どうも、ポン太郎です。今回は、2031年に大阪に作られる予定である「なにわ筋線」について書いていきたいと思います。



①なにわ筋線で関空→新大阪駅が1本で結ばれる!

②御堂筋線となにわ筋線

③JR難波駅からの接続と新今宮駅からの接続

④過去にあった汐見橋駅からの接続計画

⑤新今宮駅周辺の再開発

⑥中之島の活性化

⑦北梅田駅について

⑧十三を経由する路線としない路線

⑨阪急の悲願達成

⑩大阪環状線の運転増につながる



①なにわ筋線で関空→新大阪駅が一本で結ばれる!

まず、大阪には空の玄関口として伊丹空港と関西国際空港があります。しかし、昔は大阪の空の玄関口は、伊丹空港しかありませんでした。伊丹空港といえば、街中にあることで有名で、騒音などで問題になりました。そこで、伊丹空港を廃止する、もしくは伊丹空港の離着陸数を減らすという目的で、もう一つ、別の空港を大阪に作ろうということになりました。そういう経緯で作られたのが関西国際空港、通称関空です。伊丹空港が街中にあることにより騒音問題が発生したという反省を活かし、関空は完全に海の上に作ろうということになりました。そして、1994年、完全埋立地の関西国際空港が完成しました。ここまでを読めば、伊丹空港に離着陸していた飛行機のほとんどが関空に移っただろうと予想する人がほとんどだと思いますが、実はそうはうまくいきませんでした。なぜなら、関西国際空港は大阪の市街地、特に大阪駅周辺を中心とする大阪の北のエリアから遠いという弱点があったからです。これにより、伊丹空港の離着陸数が減りにくく、関空の離着陸数が増えにくい状況が続きました。維新政治により関空の状況は大きく改善され、今ではたくさんの飛行機が離着陸する空港になりましたが、やはり、大阪の北のエリアからのアクセスが悪いことは否めません。

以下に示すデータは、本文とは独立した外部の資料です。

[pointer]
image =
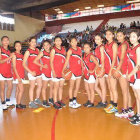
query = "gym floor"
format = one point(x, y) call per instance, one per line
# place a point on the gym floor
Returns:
point(65, 124)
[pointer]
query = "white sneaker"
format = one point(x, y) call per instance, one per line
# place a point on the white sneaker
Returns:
point(71, 104)
point(131, 113)
point(123, 114)
point(75, 104)
point(9, 103)
point(4, 106)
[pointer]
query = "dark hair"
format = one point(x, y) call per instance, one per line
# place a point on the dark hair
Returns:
point(89, 44)
point(32, 39)
point(135, 31)
point(121, 31)
point(4, 37)
point(57, 37)
point(110, 30)
point(16, 43)
point(73, 37)
point(44, 41)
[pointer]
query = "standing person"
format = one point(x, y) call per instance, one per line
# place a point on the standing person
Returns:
point(90, 64)
point(134, 73)
point(111, 49)
point(5, 73)
point(123, 68)
point(34, 73)
point(18, 73)
point(103, 62)
point(74, 60)
point(57, 60)
point(44, 55)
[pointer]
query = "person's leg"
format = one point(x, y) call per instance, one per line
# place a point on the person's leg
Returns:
point(60, 92)
point(92, 94)
point(71, 86)
point(44, 87)
point(97, 89)
point(124, 87)
point(31, 90)
point(2, 91)
point(102, 82)
point(39, 87)
point(20, 92)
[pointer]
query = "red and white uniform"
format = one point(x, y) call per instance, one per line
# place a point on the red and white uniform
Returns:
point(19, 66)
point(32, 66)
point(109, 54)
point(46, 60)
point(75, 62)
point(131, 64)
point(88, 65)
point(106, 59)
point(5, 68)
point(59, 61)
point(124, 67)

次に新幹線の大阪の玄関口として新大阪駅があります。新幹線を大阪駅に通せばよかったのですが、京都から山陽方面に向かって直線的な線路を通したかったことや、大阪駅にはスペースがなかったことから、大阪駅に新幹線は通さず、新たに新大阪駅という駅を作り、そこに新幹線を通しました。しかし、JR京都線を乗ると分かりますが、新大阪駅から大阪駅は結構距離があるなと感じます。当然、そんな状況ですから、大阪駅から、大阪駅より南にある大阪の南のエリアへのアクセスもよくありません。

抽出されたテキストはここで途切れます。